On August 16th, Netflix premiered Depp v. Heard, a three-part documentary about Johnny Depp and Amber Heard’s historic Virginia defamation trial. Though the seven-week trial concluded on June 1, 2022, with the court finding Heard liable on three counts of defamation (awarding Depp $10.35 million in damages) and Depp liable on one count of defamation (awarding Heard $2 million in damages), its ramifications continue to this day, including how Team Depp managed to rally a number of opportunistic online content creators to the Pirates of the Caribbean actor’s defence and weaponize social media against Heard.
This trial-turned-public spectacle centred on an op-ed Heard wrote in The Washington Post with the help of the ACLU, referring to herself as “a public figure representing domestic abuse” who “spoke up against sexual violence.” And, despite the fact that neither party lives in Virginia and The Washington Post is not headquartered there, Depp’s team was allowed to utilise Virginia as a venue since the paper has servers there. It was also most likely a plan on the side of Team Depp, given that Virginia has some of the weakest anti-SLAPP statutes in the country — laws that shield persons from defamation actions — and permits its trials to be livestreamed with a judge’s permission.
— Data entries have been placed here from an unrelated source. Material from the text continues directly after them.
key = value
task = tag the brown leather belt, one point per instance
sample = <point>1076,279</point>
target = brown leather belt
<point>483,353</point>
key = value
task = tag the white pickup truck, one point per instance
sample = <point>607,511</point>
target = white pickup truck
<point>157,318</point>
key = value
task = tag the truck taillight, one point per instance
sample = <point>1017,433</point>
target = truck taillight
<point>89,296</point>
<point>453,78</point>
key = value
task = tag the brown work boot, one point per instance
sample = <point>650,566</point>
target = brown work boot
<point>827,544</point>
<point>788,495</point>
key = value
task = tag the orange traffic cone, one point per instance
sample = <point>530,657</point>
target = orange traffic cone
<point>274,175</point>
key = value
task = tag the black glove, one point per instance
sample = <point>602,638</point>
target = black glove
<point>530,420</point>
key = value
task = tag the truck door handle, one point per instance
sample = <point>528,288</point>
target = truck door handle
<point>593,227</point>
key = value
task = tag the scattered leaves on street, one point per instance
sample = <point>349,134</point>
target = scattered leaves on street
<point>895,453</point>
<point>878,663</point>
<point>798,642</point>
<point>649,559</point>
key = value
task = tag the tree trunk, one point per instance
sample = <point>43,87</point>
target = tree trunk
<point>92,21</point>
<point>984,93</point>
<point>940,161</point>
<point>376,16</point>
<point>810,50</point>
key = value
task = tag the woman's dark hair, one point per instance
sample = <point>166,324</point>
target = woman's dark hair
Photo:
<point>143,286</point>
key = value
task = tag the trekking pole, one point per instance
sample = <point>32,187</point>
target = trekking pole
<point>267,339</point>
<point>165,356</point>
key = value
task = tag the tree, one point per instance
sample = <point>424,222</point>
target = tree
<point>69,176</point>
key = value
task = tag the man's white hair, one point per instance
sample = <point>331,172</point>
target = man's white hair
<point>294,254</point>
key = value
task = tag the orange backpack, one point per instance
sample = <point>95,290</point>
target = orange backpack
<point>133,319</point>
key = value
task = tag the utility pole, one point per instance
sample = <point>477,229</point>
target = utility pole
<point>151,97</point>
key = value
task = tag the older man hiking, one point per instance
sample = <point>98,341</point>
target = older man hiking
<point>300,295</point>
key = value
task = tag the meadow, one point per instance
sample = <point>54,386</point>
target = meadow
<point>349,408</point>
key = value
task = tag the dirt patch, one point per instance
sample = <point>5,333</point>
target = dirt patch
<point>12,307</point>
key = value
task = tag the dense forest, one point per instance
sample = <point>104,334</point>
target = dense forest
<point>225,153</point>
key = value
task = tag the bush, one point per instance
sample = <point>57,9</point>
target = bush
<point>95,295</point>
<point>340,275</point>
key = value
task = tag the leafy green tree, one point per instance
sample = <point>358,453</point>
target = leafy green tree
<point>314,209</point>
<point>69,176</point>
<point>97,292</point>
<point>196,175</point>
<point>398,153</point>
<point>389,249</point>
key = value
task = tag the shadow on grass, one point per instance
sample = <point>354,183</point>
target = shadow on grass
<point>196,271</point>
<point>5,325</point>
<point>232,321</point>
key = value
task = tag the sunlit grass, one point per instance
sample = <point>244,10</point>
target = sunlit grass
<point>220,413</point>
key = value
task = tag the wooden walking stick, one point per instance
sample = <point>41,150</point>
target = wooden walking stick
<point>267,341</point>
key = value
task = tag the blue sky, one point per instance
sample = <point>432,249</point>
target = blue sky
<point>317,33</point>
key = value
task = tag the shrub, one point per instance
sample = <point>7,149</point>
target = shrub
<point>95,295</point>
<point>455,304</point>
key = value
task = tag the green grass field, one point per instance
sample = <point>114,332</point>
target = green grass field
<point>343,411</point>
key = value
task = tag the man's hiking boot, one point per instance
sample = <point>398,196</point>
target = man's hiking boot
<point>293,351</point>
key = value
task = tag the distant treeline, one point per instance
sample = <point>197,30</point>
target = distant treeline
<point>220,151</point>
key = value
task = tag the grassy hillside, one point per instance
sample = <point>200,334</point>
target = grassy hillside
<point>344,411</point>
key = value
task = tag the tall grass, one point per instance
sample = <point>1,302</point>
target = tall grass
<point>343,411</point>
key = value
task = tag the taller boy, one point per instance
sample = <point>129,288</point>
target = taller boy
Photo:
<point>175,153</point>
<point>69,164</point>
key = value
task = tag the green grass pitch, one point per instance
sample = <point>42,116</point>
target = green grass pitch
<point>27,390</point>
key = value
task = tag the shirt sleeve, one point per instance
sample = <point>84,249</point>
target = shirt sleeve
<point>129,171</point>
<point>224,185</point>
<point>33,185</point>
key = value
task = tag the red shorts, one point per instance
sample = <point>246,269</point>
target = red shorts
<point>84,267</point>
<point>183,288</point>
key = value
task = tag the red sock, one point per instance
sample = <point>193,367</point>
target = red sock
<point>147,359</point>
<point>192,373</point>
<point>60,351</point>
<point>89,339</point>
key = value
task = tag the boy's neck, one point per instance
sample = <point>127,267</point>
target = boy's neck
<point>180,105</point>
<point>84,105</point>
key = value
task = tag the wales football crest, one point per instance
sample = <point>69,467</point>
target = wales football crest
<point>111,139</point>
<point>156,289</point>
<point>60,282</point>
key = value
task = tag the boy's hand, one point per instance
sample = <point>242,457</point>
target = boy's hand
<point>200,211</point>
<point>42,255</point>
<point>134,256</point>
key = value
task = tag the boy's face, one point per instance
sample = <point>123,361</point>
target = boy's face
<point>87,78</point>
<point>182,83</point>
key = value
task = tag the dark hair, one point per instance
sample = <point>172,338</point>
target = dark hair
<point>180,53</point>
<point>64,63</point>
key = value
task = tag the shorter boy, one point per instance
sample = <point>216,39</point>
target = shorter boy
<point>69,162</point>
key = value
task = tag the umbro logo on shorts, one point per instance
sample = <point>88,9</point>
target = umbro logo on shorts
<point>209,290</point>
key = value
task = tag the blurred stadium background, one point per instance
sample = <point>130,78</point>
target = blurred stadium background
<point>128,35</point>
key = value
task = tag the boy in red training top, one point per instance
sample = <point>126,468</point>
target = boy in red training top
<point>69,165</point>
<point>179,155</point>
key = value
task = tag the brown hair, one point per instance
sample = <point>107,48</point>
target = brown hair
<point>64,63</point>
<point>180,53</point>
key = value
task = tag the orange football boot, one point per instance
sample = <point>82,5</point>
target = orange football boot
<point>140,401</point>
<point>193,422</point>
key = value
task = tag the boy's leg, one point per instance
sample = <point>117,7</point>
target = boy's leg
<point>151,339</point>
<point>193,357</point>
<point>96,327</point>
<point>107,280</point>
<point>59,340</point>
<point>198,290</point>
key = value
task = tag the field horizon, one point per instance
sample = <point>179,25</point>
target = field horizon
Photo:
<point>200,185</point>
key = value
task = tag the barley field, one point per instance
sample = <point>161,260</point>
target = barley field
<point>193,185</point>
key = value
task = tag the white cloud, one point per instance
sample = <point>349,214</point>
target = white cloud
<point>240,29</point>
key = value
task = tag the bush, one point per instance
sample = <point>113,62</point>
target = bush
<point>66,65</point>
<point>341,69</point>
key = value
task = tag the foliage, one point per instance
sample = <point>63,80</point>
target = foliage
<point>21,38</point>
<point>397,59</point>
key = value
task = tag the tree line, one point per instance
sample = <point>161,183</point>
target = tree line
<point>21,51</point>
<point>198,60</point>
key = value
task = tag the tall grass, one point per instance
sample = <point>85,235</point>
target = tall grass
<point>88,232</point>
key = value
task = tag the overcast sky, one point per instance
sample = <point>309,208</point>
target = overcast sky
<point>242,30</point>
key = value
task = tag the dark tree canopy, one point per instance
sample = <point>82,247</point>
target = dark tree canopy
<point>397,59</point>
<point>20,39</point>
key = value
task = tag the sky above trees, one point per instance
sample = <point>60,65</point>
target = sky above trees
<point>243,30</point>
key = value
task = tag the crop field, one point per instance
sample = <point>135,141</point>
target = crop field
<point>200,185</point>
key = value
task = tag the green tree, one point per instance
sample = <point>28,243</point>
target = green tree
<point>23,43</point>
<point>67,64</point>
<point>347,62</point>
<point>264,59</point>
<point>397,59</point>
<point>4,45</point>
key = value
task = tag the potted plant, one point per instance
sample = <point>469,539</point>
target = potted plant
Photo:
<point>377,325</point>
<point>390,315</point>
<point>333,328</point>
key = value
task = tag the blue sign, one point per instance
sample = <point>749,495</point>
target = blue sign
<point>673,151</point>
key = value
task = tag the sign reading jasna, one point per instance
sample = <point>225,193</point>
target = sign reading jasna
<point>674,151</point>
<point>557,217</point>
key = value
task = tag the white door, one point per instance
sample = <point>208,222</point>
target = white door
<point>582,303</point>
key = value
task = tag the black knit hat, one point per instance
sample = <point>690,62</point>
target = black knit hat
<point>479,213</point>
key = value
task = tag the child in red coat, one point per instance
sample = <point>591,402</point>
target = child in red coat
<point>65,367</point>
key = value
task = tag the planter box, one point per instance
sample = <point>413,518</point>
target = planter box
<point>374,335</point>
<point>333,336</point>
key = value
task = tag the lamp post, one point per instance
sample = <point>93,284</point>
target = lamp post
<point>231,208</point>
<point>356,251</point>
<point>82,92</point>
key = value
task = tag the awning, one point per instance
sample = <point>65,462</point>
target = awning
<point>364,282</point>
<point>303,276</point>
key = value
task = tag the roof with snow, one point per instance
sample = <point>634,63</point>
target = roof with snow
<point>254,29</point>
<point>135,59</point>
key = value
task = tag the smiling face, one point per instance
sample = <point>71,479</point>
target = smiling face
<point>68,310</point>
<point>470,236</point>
While one fully expected Depp v. Heard to be an exploitative and empty affair, similar to Max’s recent documentary Kim Vs. Kanye: The Divorce, it instead serves as a valuable cultural corrective, recontextualizing the trial by analysing how social media was used to twist Heard’s testimony and damage her reputation, as well as the significant amount of pre-trial evidence supporting Heard that was somehow deemed inadmissible.